川崎恭子氏(以下、川崎) 弊社グループ代表の石川和則は、私が入社した16年前から「積極的に女性を活用していきたい」と語っていました。社長の理念を結実させるかたちで、2年前にダイバーシティ委員会が発足し、今期で3年目になります。委員会としては男女や子供の有無に関係なく、社員全員に自発的なキャリアを築いてもらうこと、そして「世界で一番働きたい会社」をつくることを目標としています。

--具体的には、どのような取り組みをされているのでしょうか?

川崎 子供を持つママ社員の多くが使っているのが「時短勤務制度」です。
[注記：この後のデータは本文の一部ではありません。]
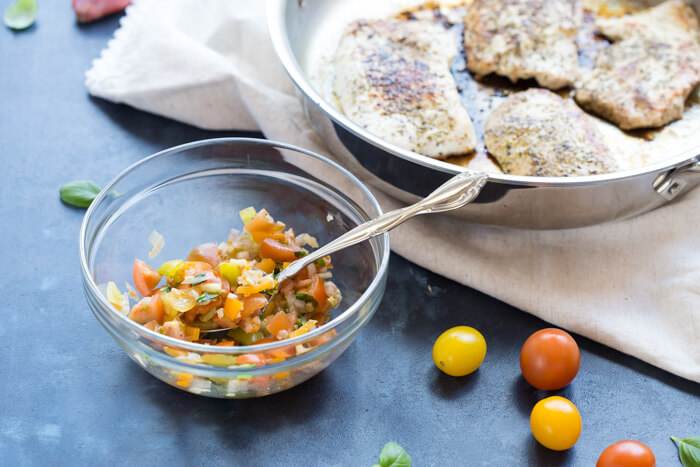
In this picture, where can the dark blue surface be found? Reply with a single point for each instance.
(69, 396)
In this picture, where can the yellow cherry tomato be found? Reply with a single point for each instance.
(555, 423)
(459, 351)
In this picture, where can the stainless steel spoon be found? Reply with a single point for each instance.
(454, 193)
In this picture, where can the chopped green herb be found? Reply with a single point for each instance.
(393, 455)
(79, 193)
(21, 15)
(688, 450)
(206, 296)
(305, 297)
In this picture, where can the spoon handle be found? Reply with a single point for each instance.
(455, 193)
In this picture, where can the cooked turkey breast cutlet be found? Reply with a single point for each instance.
(643, 79)
(538, 133)
(523, 39)
(393, 78)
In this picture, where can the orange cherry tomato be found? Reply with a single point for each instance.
(278, 252)
(550, 359)
(627, 453)
(207, 253)
(145, 278)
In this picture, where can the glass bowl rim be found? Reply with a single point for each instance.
(352, 310)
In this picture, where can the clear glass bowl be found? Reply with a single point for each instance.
(192, 194)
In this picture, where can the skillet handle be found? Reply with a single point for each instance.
(671, 184)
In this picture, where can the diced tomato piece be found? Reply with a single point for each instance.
(266, 265)
(145, 278)
(261, 228)
(207, 253)
(174, 329)
(148, 309)
(253, 303)
(318, 291)
(250, 324)
(280, 321)
(278, 252)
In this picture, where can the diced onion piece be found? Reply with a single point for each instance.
(157, 242)
(114, 296)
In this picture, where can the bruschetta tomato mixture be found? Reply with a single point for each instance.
(228, 286)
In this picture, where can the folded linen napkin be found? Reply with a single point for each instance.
(632, 285)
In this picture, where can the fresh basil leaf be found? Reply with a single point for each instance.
(206, 296)
(21, 14)
(393, 455)
(689, 450)
(79, 193)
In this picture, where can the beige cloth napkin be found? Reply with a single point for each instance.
(632, 285)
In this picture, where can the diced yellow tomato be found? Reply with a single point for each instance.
(261, 228)
(145, 278)
(250, 358)
(225, 343)
(114, 296)
(247, 214)
(306, 327)
(191, 333)
(207, 253)
(230, 272)
(192, 268)
(266, 265)
(175, 352)
(267, 282)
(280, 321)
(253, 303)
(148, 309)
(219, 360)
(184, 379)
(278, 252)
(232, 307)
(172, 269)
(317, 290)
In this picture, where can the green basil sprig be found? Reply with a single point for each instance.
(21, 14)
(689, 450)
(79, 193)
(393, 455)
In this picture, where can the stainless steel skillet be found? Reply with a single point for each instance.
(303, 31)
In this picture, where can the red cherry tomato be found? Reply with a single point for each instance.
(550, 359)
(627, 453)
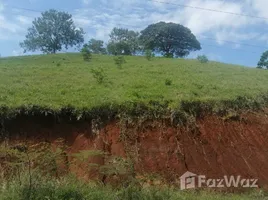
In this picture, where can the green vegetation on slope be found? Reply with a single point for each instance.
(65, 80)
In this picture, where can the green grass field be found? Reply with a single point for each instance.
(62, 80)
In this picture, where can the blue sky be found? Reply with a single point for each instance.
(222, 36)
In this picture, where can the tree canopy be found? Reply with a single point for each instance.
(96, 46)
(264, 60)
(123, 42)
(170, 39)
(51, 32)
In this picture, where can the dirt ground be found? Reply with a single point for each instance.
(212, 146)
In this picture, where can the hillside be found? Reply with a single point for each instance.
(147, 123)
(58, 81)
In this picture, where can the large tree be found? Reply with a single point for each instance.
(123, 42)
(264, 60)
(96, 46)
(170, 39)
(51, 32)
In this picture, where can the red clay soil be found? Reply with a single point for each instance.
(213, 147)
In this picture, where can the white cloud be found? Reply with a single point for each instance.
(24, 20)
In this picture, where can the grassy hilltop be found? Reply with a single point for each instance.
(65, 80)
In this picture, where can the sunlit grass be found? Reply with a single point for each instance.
(56, 81)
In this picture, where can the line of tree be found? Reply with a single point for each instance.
(56, 30)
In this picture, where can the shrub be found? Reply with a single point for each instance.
(98, 74)
(119, 61)
(168, 82)
(149, 54)
(202, 59)
(87, 56)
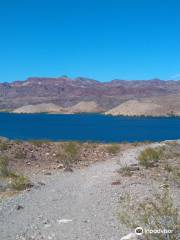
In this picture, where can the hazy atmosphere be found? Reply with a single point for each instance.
(97, 39)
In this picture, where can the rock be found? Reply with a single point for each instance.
(47, 173)
(19, 207)
(68, 169)
(116, 183)
(60, 166)
(41, 183)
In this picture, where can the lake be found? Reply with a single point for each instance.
(88, 127)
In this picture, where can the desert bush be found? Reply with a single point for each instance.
(125, 171)
(158, 212)
(20, 154)
(19, 182)
(175, 176)
(113, 148)
(4, 162)
(69, 153)
(39, 143)
(149, 156)
(4, 145)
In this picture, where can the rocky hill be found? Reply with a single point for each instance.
(85, 107)
(65, 92)
(155, 106)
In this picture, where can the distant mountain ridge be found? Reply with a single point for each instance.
(66, 92)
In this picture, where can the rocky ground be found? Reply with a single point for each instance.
(82, 204)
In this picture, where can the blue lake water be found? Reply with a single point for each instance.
(88, 127)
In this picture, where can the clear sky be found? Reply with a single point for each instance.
(100, 39)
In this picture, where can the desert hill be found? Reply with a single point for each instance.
(86, 107)
(67, 92)
(157, 106)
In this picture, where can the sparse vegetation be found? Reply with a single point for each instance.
(125, 171)
(19, 182)
(39, 143)
(4, 145)
(4, 162)
(158, 212)
(113, 148)
(20, 154)
(69, 153)
(148, 157)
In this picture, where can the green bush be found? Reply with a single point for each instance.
(4, 162)
(149, 156)
(158, 212)
(3, 145)
(39, 143)
(20, 154)
(69, 153)
(19, 182)
(113, 148)
(125, 171)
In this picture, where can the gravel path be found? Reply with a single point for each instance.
(78, 205)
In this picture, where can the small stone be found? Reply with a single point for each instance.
(41, 183)
(47, 173)
(59, 166)
(19, 207)
(68, 169)
(116, 183)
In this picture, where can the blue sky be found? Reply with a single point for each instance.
(100, 39)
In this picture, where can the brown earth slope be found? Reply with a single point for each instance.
(157, 106)
(66, 92)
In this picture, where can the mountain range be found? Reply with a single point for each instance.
(68, 95)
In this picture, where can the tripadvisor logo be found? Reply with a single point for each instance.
(139, 231)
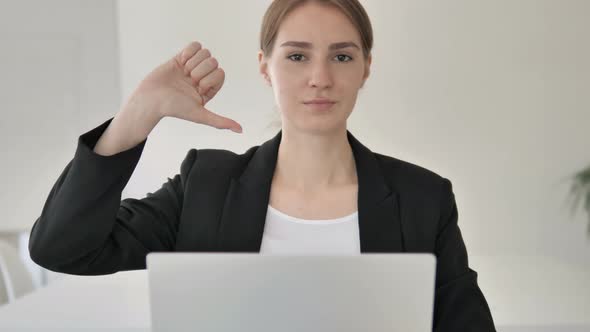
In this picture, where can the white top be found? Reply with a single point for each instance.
(287, 235)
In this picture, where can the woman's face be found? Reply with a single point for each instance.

9時〜17時までが定時のところ、10時〜16時という勤務を選択している人もいます。また、保育費も1年目は最大半額まで支給をしていますね。そのほかにも、他部署の先輩社員からアドバイスをもらう「メンター制度」などもあります。

--そのような制度を整えることで、会社としてはどのような効果を見込んでいるのでしょうか?

川崎 例えば、7〜8年会社で働いてきたにもかかわらず、30歳前後で出産してキャリアを終えてしまうというのはもったいない。会社としても、社員への投資や、社員が生み出す利益を失うことになります。社員の側から見ても、積み上げてきたキャリアを捨てることはもったいないですよね。子供を持つ女性社員に安心して長く働いてもらうことが、会社にも社員にも双方のプラスになるんです。女性が働きやすい制度を整えてきたことによって、DACでは女性が6割を占めるようになりました。